Kupplungssysteme auf dem Prüfstand
Kupplungssysteme auf dem Prüfstand (Foto: Knorr-Bremse AG)

Zukunft Made in Europe

Die Bahnindustrie in Deutschland ist eine Exportindustrie und begrüßt fairen Wettbewerb. Doch für europäische Unternehmen ist nur etwa die Hälfte des Bahnmarktes zugänglich, während Wettbewerber aus dem EU-Ausland teils mit staatlich subventionierten Tiefpreisen den Binnenmarkt unter Druck setzen. Um strategisch relevante Industrien sowie zahlreiche Arbeitsplätze am Wirtschaftsstandort Europa zu stärken und globale Abhängigkeiten zu verringern, müssen europäischer Wertschöpfung ein höherer Stellenwert beigemessen werden und Regeln fairen Wettbewerb sichern.

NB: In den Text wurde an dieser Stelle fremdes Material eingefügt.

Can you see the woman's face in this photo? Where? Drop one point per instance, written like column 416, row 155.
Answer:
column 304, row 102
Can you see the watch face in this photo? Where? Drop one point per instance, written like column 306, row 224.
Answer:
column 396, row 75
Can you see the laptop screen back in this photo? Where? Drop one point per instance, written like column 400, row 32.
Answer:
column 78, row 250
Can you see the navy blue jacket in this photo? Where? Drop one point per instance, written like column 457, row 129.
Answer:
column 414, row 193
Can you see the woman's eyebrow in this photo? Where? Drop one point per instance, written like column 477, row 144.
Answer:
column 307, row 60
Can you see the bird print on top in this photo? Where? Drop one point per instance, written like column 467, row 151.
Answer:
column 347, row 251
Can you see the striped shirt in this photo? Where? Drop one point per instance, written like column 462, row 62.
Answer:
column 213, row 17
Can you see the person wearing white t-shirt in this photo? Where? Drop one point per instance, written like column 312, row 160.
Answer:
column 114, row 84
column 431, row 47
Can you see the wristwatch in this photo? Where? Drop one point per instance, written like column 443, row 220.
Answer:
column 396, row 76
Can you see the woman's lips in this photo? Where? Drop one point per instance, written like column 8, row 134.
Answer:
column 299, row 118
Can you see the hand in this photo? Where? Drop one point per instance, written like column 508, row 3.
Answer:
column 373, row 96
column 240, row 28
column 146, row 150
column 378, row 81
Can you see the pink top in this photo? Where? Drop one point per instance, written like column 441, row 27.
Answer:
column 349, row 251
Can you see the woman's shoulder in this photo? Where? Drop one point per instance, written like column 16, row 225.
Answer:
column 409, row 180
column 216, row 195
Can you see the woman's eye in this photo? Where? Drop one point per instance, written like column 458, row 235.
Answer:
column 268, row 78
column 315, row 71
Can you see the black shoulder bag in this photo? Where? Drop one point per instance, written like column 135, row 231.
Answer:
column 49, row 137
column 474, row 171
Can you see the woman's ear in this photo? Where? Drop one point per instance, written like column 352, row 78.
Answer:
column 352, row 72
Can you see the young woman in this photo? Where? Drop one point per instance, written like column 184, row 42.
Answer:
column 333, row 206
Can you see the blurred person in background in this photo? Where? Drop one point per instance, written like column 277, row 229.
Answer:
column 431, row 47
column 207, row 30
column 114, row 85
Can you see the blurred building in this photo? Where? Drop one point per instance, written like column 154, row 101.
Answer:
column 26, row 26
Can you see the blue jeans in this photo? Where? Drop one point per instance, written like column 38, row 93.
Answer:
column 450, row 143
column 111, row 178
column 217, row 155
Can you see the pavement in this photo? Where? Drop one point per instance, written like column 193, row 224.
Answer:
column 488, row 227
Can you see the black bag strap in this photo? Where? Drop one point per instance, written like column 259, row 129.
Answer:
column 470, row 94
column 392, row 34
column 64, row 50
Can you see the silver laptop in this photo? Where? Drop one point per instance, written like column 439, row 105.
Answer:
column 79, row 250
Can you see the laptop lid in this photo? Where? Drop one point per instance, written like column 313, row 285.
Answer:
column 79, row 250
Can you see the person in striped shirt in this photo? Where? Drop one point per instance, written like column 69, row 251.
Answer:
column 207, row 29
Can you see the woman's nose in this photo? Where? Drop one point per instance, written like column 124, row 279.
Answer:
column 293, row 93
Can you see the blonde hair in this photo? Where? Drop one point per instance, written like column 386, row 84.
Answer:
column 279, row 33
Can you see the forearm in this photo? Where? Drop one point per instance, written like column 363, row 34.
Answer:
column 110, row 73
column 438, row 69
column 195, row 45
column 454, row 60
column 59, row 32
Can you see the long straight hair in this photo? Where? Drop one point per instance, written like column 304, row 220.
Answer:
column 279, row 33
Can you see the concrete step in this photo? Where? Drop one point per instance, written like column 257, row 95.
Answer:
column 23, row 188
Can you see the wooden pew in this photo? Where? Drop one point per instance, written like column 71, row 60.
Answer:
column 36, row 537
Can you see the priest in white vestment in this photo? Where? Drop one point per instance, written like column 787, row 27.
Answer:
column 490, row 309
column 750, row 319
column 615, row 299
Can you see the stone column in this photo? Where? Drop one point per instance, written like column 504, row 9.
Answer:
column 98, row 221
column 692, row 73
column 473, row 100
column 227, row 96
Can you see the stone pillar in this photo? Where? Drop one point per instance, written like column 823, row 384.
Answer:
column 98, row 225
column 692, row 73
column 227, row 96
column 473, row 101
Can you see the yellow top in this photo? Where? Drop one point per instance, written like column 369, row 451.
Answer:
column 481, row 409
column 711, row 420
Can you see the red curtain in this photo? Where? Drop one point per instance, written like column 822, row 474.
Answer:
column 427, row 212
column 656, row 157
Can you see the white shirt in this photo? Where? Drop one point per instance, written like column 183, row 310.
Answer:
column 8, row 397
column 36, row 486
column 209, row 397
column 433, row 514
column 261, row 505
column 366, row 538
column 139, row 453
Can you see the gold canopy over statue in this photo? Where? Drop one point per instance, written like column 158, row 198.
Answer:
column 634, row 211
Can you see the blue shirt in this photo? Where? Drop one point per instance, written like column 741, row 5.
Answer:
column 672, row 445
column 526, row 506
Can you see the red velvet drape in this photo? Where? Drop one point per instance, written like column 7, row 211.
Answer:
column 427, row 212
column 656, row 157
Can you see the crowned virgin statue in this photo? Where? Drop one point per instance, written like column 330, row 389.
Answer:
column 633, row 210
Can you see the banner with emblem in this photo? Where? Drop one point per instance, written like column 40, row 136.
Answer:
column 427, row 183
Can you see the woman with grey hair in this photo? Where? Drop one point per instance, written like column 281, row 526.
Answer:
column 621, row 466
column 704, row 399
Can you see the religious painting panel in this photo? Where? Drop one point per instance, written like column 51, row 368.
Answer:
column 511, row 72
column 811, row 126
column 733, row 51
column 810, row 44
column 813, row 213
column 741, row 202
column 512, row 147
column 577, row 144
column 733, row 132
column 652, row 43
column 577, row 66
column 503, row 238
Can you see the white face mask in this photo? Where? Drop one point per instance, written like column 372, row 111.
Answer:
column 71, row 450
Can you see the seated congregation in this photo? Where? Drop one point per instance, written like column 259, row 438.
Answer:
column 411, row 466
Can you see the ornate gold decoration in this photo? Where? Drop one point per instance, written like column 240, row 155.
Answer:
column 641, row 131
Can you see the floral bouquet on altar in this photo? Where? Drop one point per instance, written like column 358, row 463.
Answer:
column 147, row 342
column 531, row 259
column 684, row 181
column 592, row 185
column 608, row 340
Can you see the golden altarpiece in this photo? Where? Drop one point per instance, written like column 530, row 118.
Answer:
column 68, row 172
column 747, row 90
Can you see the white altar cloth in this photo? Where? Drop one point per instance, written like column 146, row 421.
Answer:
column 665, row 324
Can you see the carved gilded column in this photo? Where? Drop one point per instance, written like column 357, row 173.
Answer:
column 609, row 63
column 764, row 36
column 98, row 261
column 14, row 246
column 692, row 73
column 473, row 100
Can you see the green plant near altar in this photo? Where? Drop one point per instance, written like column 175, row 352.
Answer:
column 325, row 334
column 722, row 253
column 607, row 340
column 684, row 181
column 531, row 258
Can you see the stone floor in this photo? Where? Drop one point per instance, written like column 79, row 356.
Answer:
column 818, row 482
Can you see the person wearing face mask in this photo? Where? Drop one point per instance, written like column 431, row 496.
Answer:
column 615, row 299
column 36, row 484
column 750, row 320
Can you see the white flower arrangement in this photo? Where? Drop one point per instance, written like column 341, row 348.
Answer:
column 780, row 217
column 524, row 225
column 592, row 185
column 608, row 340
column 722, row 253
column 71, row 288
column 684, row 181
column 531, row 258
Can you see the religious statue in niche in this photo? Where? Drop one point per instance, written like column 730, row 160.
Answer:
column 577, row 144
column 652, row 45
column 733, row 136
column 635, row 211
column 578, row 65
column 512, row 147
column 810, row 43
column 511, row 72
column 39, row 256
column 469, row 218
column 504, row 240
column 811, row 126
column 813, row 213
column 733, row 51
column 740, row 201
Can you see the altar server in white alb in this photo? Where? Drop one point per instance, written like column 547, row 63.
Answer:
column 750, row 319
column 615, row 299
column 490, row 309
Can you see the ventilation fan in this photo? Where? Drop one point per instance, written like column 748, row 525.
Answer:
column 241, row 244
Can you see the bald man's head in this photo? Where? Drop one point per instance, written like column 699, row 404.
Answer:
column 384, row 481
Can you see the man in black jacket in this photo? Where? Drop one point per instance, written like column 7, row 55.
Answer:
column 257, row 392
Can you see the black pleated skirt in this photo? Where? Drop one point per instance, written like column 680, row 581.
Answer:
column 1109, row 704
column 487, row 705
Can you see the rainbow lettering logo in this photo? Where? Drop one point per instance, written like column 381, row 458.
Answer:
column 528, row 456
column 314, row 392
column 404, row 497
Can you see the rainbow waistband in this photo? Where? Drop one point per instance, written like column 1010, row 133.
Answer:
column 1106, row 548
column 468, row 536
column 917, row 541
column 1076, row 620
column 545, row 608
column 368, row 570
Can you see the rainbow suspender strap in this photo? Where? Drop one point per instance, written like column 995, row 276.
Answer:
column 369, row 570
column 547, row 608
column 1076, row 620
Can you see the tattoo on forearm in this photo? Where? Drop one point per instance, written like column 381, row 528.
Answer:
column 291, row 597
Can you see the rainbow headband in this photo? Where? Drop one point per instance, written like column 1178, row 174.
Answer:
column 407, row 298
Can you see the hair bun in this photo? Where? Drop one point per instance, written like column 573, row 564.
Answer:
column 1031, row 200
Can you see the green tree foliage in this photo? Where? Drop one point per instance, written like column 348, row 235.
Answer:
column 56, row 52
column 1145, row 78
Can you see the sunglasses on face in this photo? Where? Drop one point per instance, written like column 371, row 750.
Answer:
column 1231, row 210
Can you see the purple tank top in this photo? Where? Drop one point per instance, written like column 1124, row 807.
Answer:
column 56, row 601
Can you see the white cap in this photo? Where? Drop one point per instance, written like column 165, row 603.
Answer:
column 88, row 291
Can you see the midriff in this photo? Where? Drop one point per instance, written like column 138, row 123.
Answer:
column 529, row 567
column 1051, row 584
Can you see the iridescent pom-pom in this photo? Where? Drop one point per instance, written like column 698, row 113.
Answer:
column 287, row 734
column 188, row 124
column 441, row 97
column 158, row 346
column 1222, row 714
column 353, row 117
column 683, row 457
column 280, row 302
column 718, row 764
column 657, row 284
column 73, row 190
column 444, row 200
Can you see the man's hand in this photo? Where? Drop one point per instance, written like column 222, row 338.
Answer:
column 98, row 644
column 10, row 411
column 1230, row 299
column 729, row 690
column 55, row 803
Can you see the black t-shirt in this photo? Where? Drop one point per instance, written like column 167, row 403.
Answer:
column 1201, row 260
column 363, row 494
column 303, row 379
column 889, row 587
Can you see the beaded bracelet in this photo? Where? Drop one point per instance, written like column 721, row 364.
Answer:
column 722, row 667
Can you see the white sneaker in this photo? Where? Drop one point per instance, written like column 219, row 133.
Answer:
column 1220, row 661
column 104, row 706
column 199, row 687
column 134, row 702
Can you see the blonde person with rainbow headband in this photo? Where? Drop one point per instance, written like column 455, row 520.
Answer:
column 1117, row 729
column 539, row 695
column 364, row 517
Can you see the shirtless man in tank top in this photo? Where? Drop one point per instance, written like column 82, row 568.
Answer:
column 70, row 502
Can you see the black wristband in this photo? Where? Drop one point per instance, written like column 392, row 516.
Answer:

So dürfen Vergabestellen bereits heute Angebote ablehnen, die weniger als 50 Prozent Wertschöpfung in Europa enthalten, sofern diese aus Drittstaaten stammen, die nicht Teil des internationalen Übereinkommens über das öffentliche Beschaffungswesen (GPA) sind und mit denen keine Handelsabkommen bestehen. Doch diese Möglichkeit wird kaum genutzt. Damit in der Praxis eine konsequentere und rechtssichere Anwendung gelingt, braucht es praxisnahe Unterstützung über Help-Desks und gezielte Trainings für ausschreibende Stellen.

Es braucht den Schulterschluss zwischen Politik, Branche und Industrie. Wenn die Modernisierung langfristig planbar ist, Vergaben Qualität belohnen und europäische Standorte gestärkt werden, wird die Schiene ihrer Bedeutung als tragende Rolle einer modernen Mobilität von Morgen wieder gerecht werden.